Critics among healthcare professionals argue that, for medics, it duplicates regulation they already have. A nurse prescriber is already accountable to the NMC, which has real legal teeth; adding a voluntary register adds cost without adding much accountability. Some also argue that by maintaining any register parts open to non-healthcare practitioners, the JCCP legitimises non-medic practice in a sector they believe should be medical only.
From the other side, non-healthcare practitioners point out that the JCCP’s 2018 decision to close injectables registration to them, made on risk grounds, leaves skilled non-medics with no route onto the accredited register for the procedures they perform, while doing nothing to stop unregistered non-medics practising legally outside it. That is a fair description of the current law: the register restricts who can join the register, not who can inject.
Both criticisms point to the same underlying fact.
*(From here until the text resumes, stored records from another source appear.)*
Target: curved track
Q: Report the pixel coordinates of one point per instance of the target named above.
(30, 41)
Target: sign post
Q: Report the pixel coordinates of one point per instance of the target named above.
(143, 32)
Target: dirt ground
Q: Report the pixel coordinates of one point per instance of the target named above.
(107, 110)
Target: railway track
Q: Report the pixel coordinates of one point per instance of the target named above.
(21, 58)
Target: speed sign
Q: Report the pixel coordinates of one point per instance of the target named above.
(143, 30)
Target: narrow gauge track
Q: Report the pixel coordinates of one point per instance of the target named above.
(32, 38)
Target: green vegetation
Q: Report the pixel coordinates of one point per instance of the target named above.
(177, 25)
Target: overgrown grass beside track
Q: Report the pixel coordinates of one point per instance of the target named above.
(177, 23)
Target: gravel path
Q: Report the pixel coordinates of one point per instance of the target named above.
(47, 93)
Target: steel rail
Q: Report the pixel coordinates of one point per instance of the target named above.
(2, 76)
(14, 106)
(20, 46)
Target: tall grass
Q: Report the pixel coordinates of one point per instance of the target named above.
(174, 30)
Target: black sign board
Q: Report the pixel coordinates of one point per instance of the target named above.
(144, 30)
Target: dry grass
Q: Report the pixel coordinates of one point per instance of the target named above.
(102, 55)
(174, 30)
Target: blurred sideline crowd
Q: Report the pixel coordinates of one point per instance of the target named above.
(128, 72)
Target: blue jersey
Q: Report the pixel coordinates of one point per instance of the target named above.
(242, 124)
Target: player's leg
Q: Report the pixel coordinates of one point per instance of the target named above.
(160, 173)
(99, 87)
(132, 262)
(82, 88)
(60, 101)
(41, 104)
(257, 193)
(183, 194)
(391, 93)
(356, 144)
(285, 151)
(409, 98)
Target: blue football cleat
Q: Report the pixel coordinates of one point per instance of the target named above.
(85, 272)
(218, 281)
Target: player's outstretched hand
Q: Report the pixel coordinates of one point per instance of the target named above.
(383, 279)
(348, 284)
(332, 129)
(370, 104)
A voluntary register, however well run, mainly attracts the practitioners who least need policing, while those causing the harm simply do not join. The JCCP itself has been candid about this limit, which is why it has campaigned for statutory licensing rather than positioning itself as the permanent answer.
So do you need it?
Legally, no. Practically: if you are a healthcare professional building a reputation in aesthetics, membership is a reasonable, verifiable trust signal whose value will depend on your market and how visibly you use it. If you are a non-healthcare practitioner offering injectables, the register is closed to you for those procedures, and your energy is better spent on training evidence, insurance and preparing for the licensing scheme. Either way, treat the JCCP as one signal among several, not a substitute for the records, consent and governance that will actually be examined when regulation lands. The rest of our guides cover those fundamentals.